In [None]:
import cv2
import os
import numpy as np
import matplotlib.pyplot as plt
import h5py
from tqdm import tqdm
%matplotlib inline

# Set up paths

In [None]:
# TODO: change this to your local paths
dataset_root = '~/data/datasets/dogs-vs-cats/'
images_folder = 'train'

# DON'T TOUCH THIS
dataset_root = os.path.expanduser(dataset_root)
images_folder = os.path.join(dataset_root, images_folder)

# Inspect

In [None]:
images_list = [os.path.join(images_folder, p) for p in os.listdir(images_folder)]
cat_list = [i for i in train_list if 'cat' in os.path.basename(i)]
dog_list = [i for i in train_list if 'dog' in os.path.basename(i)]

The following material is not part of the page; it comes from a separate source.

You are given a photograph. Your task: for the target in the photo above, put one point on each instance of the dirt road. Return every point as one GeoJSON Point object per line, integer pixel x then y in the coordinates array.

train_cats = cat_list[:11000]
train_dogs = dog_list[:11000]
val_cats = cat_list[11000:]
val_dogs = dog_list[11000:]

print('Found %d cats (%d for training and %d for validation)' % (len(cat_list), len(train_cats), len(val_cats)))
print('Found %d dogs (%d for training and %d for validation)' % (len(dog_list), len(train_dogs), len(val_dogs)))

In [None]:
# TODO: change this if you want
rows, cols = 10, 30
inch_per_img = 0.7

indices = np.arange(len(images_list))
np.random.shuffle(indices)
collage = None
for i in range(rows):
    row = None
    for j in range(cols):
        idx = indices[i * cols + j]
        img = cv2.cvtColor(cv2.imread(images_list[idx]), cv2.COLOR_BGR2RGB)
        img = cv2.resize(img, (32, 32))
        if row is None:
            row = img
        else:
            row = np.concatenate([row, img], axis=1)
    if collage is None:
        collage = row
    else:
        collage = np.concatenate([collage, row], axis=0)

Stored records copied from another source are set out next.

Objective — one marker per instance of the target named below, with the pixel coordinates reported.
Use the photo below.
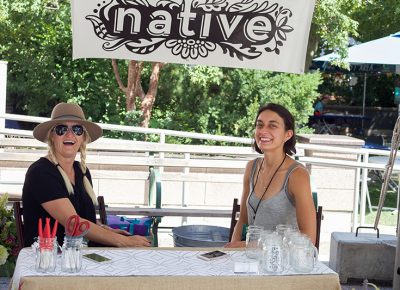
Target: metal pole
(3, 90)
(396, 274)
(364, 96)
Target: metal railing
(362, 165)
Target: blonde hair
(68, 184)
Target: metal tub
(200, 236)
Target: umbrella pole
(364, 96)
(396, 274)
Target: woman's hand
(238, 244)
(138, 241)
(117, 231)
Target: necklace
(266, 187)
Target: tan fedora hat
(64, 112)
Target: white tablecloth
(148, 262)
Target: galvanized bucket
(200, 236)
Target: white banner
(260, 34)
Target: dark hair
(288, 119)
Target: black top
(43, 183)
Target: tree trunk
(147, 101)
(134, 91)
(312, 46)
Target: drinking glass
(71, 258)
(304, 255)
(274, 254)
(45, 254)
(252, 237)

plt.figure(figsize=(int(inch_per_img * cols), int(inch_per_img * rows)))
plt.axis('off')
plt.imshow(collage, 'gray')

# Saving

In [None]:
train_total = len(train_cats) + len(train_dogs)
val_total = len(val_cats) + len(val_dogs)

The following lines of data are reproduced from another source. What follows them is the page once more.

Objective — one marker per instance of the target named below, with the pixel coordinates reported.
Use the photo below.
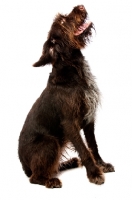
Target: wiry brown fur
(67, 105)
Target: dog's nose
(81, 7)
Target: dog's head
(68, 32)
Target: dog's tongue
(82, 28)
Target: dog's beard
(82, 28)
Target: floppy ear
(45, 58)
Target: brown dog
(67, 105)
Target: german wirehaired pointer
(67, 105)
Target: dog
(68, 104)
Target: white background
(24, 26)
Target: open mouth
(82, 28)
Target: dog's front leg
(94, 173)
(91, 141)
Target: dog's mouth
(82, 27)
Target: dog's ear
(45, 57)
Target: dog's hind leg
(72, 132)
(91, 141)
(45, 163)
(70, 164)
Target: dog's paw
(107, 167)
(96, 176)
(53, 183)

train_set = h5py.File(os.path.join(dataset_root, 'train.h5'), 'w')
train_set.create_dataset('X', (train_total, 32, 32, 3), dtype=np.uint8)
train_set.create_dataset('Y', (train_total, 2), dtype=np.uint8)
x_train = train_set['X']
y_train = train_set['Y']

val_set = h5py.File(os.path.join(dataset_root, 'val.h5'), 'w')
val_set.create_dataset('X', (train_total, 32, 32, 3), dtype=np.uint8)
val_set.create_dataset('Y', (train_total, 2), dtype=np.uint8)
x_val = train_set['X']
y_val = train_set['Y']

counter = 0
for fname in tqdm(train_cats, desc='train cats', ascii=True):
    img = cv2.cvtColor(cv2.imread(fname), cv2.COLOR_BGR2RGB)
    img = cv2.resize(img, (32, 32))
    x_train[counter] = img
    y_train[counter] = 0
    counter += 1

for fname in tqdm(train_dogs, desc='train dogs', ascii=True):
    img = cv2.cvtColor(cv2.imread(fname), cv2.COLOR_BGR2RGB)
    img = cv2.resize(img, (32, 32))
    x_train[counter] = img
    y_train[counter] = 1
    counter += 1

counter = 0
for fname in tqdm(val_cats, desc='val cats', ascii=True):
    img = cv2.cvtColor(cv2.imread(fname), cv2.COLOR_BGR2RGB)
    img = cv2.resize(img, (32, 32))
    x_val[counter] = img
    y_val[counter] = 0
    counter += 1

for fname in tqdm(val_dogs, desc='val dogs', ascii=True):
    img = cv2.cvtColor(cv2.imread(fname), cv2.COLOR_BGR2RGB)
    img = cv2.resize(img, (32, 32))
    x_val[counter] = img
    y_val[counter] = 1
    counter += 1

train_set.close()
val_set.close()
with open(os.path.join(dataset_root, 'class_names.txt'), 'w') as f:
    f.write('cat\ndog\n')